# 210Rs Speaker Separation



## adamdavid (Apr 2, 2013)

I have recently purchased a 2011 210 and am wanting to be able to separate the inside speakers from the outside. Currently the switch turns on or of the outside speakers but I cant run just the outside. Especially when the kids are napping i would still be able to use the radio outside and not disturb them. Any ideas? Thinking just adding another toggle switch would do it.


----------



## sptddog (Mar 22, 2006)

My 2010 250RS is set up that you can toggle the speakers using the radio buttons - you push the volume button and use the fade. I can't remember off the top of my head the specifics - I think you toggle all the way left and that fades it to outside only. Totally agree that a switch would be much easier.


----------



## MJV (Apr 19, 2012)

sptddog said:


> My 2010 250RS is set up that you can toggle the speakers using the radio buttons - you push the volume button and use the fade. I can't remember off the top of my head the specifics - I think you toggle all the way left and that fades it to outside only.
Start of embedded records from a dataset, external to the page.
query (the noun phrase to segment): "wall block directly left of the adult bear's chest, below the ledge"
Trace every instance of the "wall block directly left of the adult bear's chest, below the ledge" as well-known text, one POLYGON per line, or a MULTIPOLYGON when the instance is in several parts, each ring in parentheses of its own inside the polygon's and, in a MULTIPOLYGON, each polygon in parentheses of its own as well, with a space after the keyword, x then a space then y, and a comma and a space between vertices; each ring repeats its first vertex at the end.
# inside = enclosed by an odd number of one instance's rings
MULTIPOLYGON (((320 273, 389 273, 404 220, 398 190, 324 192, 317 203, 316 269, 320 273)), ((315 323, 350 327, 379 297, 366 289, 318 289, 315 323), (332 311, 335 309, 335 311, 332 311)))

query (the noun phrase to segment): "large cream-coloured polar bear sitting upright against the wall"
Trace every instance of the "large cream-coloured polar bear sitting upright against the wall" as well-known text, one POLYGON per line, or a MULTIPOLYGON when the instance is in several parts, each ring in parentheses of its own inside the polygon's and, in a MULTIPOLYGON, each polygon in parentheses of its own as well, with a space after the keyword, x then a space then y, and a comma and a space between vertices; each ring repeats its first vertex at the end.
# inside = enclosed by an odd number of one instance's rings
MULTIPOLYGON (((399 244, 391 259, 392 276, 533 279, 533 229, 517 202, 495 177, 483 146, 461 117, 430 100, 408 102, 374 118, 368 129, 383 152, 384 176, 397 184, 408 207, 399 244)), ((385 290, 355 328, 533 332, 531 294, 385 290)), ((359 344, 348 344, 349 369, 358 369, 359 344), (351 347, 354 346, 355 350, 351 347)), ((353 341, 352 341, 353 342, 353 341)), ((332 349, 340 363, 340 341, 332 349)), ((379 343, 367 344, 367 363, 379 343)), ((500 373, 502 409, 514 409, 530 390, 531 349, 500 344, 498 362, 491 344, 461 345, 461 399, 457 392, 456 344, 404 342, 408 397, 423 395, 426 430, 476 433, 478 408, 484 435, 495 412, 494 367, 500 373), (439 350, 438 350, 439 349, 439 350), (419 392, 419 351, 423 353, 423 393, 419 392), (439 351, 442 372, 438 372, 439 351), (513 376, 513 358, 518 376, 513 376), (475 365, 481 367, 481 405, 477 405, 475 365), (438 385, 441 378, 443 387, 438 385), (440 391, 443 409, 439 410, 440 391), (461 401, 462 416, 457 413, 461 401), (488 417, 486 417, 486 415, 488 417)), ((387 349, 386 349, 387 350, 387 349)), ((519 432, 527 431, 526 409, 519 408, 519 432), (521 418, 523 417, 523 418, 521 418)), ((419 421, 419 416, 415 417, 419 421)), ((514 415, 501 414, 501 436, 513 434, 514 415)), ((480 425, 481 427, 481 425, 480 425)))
Totally agree that a switch would be much easier.


As Sptdog says , the Jenson radio/stereo that is standard equipment on our 2011---210RS has a way to do that adjustment using a combination of the fade setting --etc.--. Perhaps because I am "old" and not that great with electronics, but I find the radio very hard to "tune" on almost all of it's functions---Very frustrating, when in RV-ing. you have to always change it to the stations in the area you have traveled to. Even reading the pamphlet that came with the stereo I get very frustrated trying to adjust most settings on it. Perhaps it's just me ----But!!! Regards Marcel.


----------



## Leedek (Nov 28, 2010)

I have found that most output functions of the Jensen radio are controlled by the volume control. A quick press in and "BAL 0 - 9" L or R speaker. Press again gives "FAD 0 - 9" L or R speaker. Fade adjusts inside to outside and balance is front to back.









This forum is the best thing since sliced bread. I have had my 210RS for two years. I always wondered why the volume of the outside speakers was so loud compared to the inside. It meant I could hardly hear the inside speakers when I switched to outside. Now I know why.
















Thanks for asking the question and letting me learn.


----------